Welcome to Blokus, a board game where you can place pieces of 1 to 5 blocks on a square board.
Each player has at his disposal every piece from monomino to pentomino.
A player's inventory is composed of 21 pieces, accumulating 89 squares in total :
All of these polyminoes are free, this means that you can rotate or flip them as you wish before placing them on the board.
The rules
Now what do we have to do in this puzzle ? Let's pick 2 natural numbers $k$ and $n$, and we'll try to place our pieces on a ($n*n$) square board to have exactly $k$ squares in each row and each column.
That gives us the following constraints :
- $0 < n$
- $0 < k \le n$
- $k*n \le 89$ (total number of placeable blocks)
Another rule is that each placed polymino musn't touch by the edge another polymino of the same color.

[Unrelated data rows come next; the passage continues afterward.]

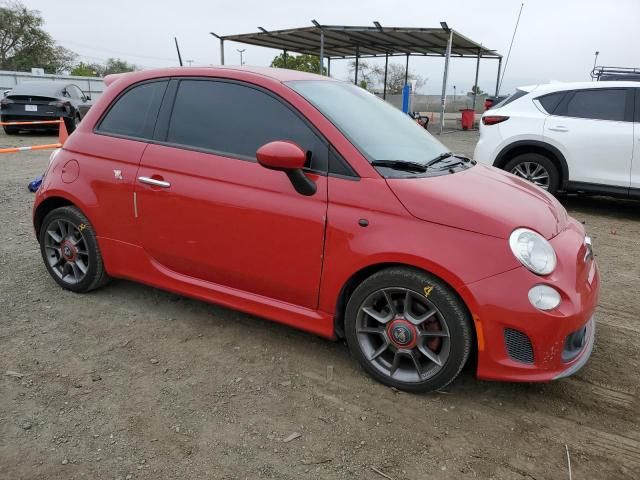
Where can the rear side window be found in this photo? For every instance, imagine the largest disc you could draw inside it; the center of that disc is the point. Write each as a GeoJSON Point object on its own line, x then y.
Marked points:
{"type": "Point", "coordinates": [134, 113]}
{"type": "Point", "coordinates": [512, 98]}
{"type": "Point", "coordinates": [551, 101]}
{"type": "Point", "coordinates": [235, 120]}
{"type": "Point", "coordinates": [601, 104]}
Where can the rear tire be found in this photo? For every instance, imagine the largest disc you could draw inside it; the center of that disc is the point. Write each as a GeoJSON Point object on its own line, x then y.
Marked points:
{"type": "Point", "coordinates": [410, 314]}
{"type": "Point", "coordinates": [70, 250]}
{"type": "Point", "coordinates": [537, 169]}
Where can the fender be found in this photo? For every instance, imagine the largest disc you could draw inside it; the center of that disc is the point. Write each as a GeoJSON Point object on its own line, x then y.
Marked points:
{"type": "Point", "coordinates": [500, 158]}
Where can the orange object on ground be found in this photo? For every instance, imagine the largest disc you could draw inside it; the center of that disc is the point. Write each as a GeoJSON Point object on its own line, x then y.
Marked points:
{"type": "Point", "coordinates": [468, 117]}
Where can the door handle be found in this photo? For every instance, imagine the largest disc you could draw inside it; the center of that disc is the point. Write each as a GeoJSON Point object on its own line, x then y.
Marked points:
{"type": "Point", "coordinates": [154, 182]}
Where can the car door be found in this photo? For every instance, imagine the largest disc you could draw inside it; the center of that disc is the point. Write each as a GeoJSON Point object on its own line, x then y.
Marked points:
{"type": "Point", "coordinates": [635, 166]}
{"type": "Point", "coordinates": [594, 131]}
{"type": "Point", "coordinates": [218, 215]}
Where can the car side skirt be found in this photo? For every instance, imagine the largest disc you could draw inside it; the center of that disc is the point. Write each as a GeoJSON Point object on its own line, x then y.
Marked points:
{"type": "Point", "coordinates": [127, 261]}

It can however touch its corners, or the edges of an opponent's polymino.
For example, here are some possible cases of ($k,n$) done with 1 player :
(1,1) (2,2) (2,3) (2,4) (2,5) (3,5)
+- +-- +--- +---- +----- +-----
|P |BB |P W |VV |BB |LLL
|BB | WW |V W |BB |L VV
|WW | WW | WW | SS V
| WW | WW |SS T
| W P | TTT
Some example done with 2 players :
(3,3) (3,4) (4,4)
+--- +---- +----
|vvv |LLL |VVVp
|BBv |vv L |VzzQ
|BBv |v tL |VzQQ
| ttt |zzQQ
And some impossible cases for 1 player :
- ($n,n$) for $n>2$ : we would need a single piece of $n^2$ blocks (which is impossible), since any other piece that is composed of less blocks will create un-fillable blanks around its edges when placed.
- ($1,n$) for $n>1$ : you would need $n$ monominoes, which a single player has not in its inventory (and no, don't tear the blocks apart from others pieces, that's just brutal)
also :
- $k=4$, the 5-line piece can't be placed, total of placeable blocks for each player is $84$.
- $k=3$, the 4-line tetromino, the long L pentomino and the Y pentomino can't be placed either, this reduces the total placeable blocks for each player to $70$
- $k=2$, Only 6 pieces can be placed, and W is the only pentomino. total of placeable blocks for each player is $19$.
Scoring :
After completing a ($k,n$) board, the score will be evaluated as follows :
$$P = p1^2 + p2^2 + p3^2 + p4^2$$ $$Score = P/U * M$$
- $pX$ is the number of placed block from the inventory of player $X$
- $U$ is the number of players involved in completing the board (placed blocks > 0)
- For the record, $U>0$, because $k>0$
- Also, $U\le 4$
- $M$ is a bonus multiplier
- $M=1$ if $U=1$, or at least two pieces of different colors share an edge.
- $M=1.5$ if $U>1$ and no pair of pieces of any color share an edge.
The challenges :
- Maximize $(k,n) = (5, 10)$
- Maximize $(k,n) = (3, 20)$
I have found some scores on these that I believe can be optimized. But I'm actively trying to find out if the score on these 2 particular problems can or can not be completed using 1 player's inventory (which wields the best score)
And if you have found any perfect ($k,n$) boards (completed with only 1 player's set), don't hesitate to put them here.